On the worst days, workers face storms at sea, poorly equipped vessels, injuries and owners who won’t pay up. Many seafarers come from developing countries—the Philippines, India, Ethiopia—and their work supports extended families.

In 11 ports across Canada, mission staff help these workers any way they can, everything from offering a listening ear to a ride to the mall. Often, the connection starts with an on-board visit. The mission’s Flying Angel logo on a shirt or hat means a quick passport to foreign ships.

Today, Mulholland climbs up the slippery gangway of the Heloise and is greeted by a young, smiling Chinese crew.

Sprightly at 74, Mulholland has met thousands of seafarers while serving the ports of Toronto and Oshawa. He’s lived through the era of Soviet shipping and watched shipping ports grow and shrink around Lake Ontario. But his mission remains the same: welcome the stranger.

Loneliness is a common challenge for seafarers, often away for six months to a year. While they’re at sea, their access to satellite phones and the Internet is infrequent and expensive.

At the Halifax mission, Maggie Whittingham-Lamont, seafarer co-ordinator, brings cell phones directly on board for seafarers. Time to connect with loved ones is precious, she says, as ships often dock for hours instead of days.

Recently, a seafarer from Ghana asked Whittingham-Lamont to help him recover a lost money transfer of $5,700 (six months’ wages), which he had sent home to pay for his niece’s tuition. Whittingham-Lamont spent almost five hours on the phone and was finally able to help recover most of the money.

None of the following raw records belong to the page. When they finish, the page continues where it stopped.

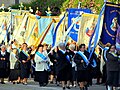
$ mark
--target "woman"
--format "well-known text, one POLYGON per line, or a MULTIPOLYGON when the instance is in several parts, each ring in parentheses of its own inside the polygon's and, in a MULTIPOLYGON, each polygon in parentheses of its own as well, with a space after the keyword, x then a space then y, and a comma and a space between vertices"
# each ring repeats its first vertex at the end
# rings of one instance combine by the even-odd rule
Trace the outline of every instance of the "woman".
POLYGON ((107 85, 108 90, 118 86, 118 77, 119 77, 119 62, 118 56, 116 54, 115 45, 111 45, 106 54, 106 70, 107 70, 107 85))
POLYGON ((74 61, 77 66, 77 81, 80 85, 80 90, 88 90, 87 83, 90 76, 90 74, 88 73, 88 67, 86 66, 86 64, 88 63, 88 58, 89 53, 85 50, 85 44, 81 44, 79 46, 79 51, 75 54, 74 57, 74 61))
POLYGON ((19 60, 21 61, 21 79, 23 85, 27 85, 27 79, 29 78, 30 74, 30 56, 27 52, 27 44, 23 43, 23 49, 20 51, 19 60))
POLYGON ((19 83, 19 76, 20 76, 20 61, 17 58, 18 50, 14 48, 10 53, 10 75, 9 81, 15 84, 16 82, 19 83))
POLYGON ((1 84, 5 84, 4 78, 7 78, 9 76, 9 69, 10 69, 10 63, 9 63, 9 56, 10 54, 6 51, 6 46, 1 46, 0 51, 0 78, 1 78, 1 84))
POLYGON ((40 86, 46 86, 48 83, 49 58, 43 51, 43 45, 38 46, 34 60, 36 63, 35 81, 39 82, 40 86))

Bishop Michael Ingham of the diocese of New Westminster recently became liaison bishop to the Mission to Seafarers, replacing Bishop Terry Finlay, who retired after 25 years’ service. “Many who come through [the missions] are not Christians and yet everyone is treated with the same dignity and respect,” he says. “Very often their personal and family crises receive help.”

Back on the Heloise, Mulholland follows Tao Hongjia and Liu Ning, both in their 20s, for a ship tour. They stroll through control rooms, the kitchen and then out on the deck, overlooking the grey waters of Lake Ontario. The conversation takes on an urgent tone: the young men need to go to Chinatown…for dumplings. They grin sheepishly.

“Very good,” says Mulholland, returning the smile. “We’ll get you some dumplings.”